Atmosphere Ocean Science Colloquium

Wave Effects in the Tropical Tropopause Layer

Speaker: Joan Alexander, NWRA

Location: Warren Weaver Hall 1302

Date: Wednesday, November 13, 2013, 3:30 p.m.


The tropical tropopause layer (TTL) is an entry-point for air entering the stratosphere from the troposphere. The global transport circulation moves air upwards through the TTL and lower stratosphere, then poleward where it descends and eventually returns to the troposphere. Temperatures in the TTL reach extremely cold values, and air entering the stratosphere is effectively freeze-dried, leading to very dry conditions throughout the stratosphere. Despite small concentrations,decadal-scale changes in stratospheric water vapor have acted to significantly accelerate and slow the rates of global warming in recent decades, and the changes are believed tied to changes in the stratospheric transport circulation. However the mechanisms causing these changes remain illusive. Climate models predict a steady acceleration of the transport circulation as a response to greenhouse gas induced climate change, but such changes have not been observed to date.

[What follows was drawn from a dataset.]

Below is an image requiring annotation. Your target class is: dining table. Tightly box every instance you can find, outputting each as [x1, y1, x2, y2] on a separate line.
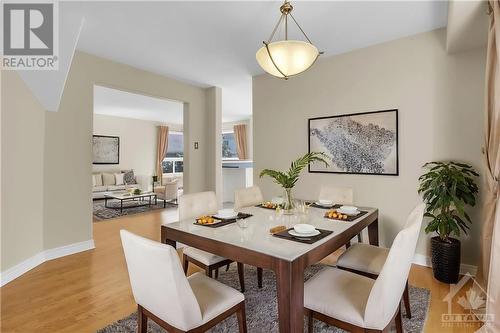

Our poor understanding of the processes controlling past variability in TTL temperatures and the stratospheric transport circulation results in a significant uncertainty in decadal-scale projection sof global warming. Using both observational analyses and theoretical and global dynamical models, we examine varied roles of tropical waves in driving temperature variability and variability in the transport circulation in the TTL.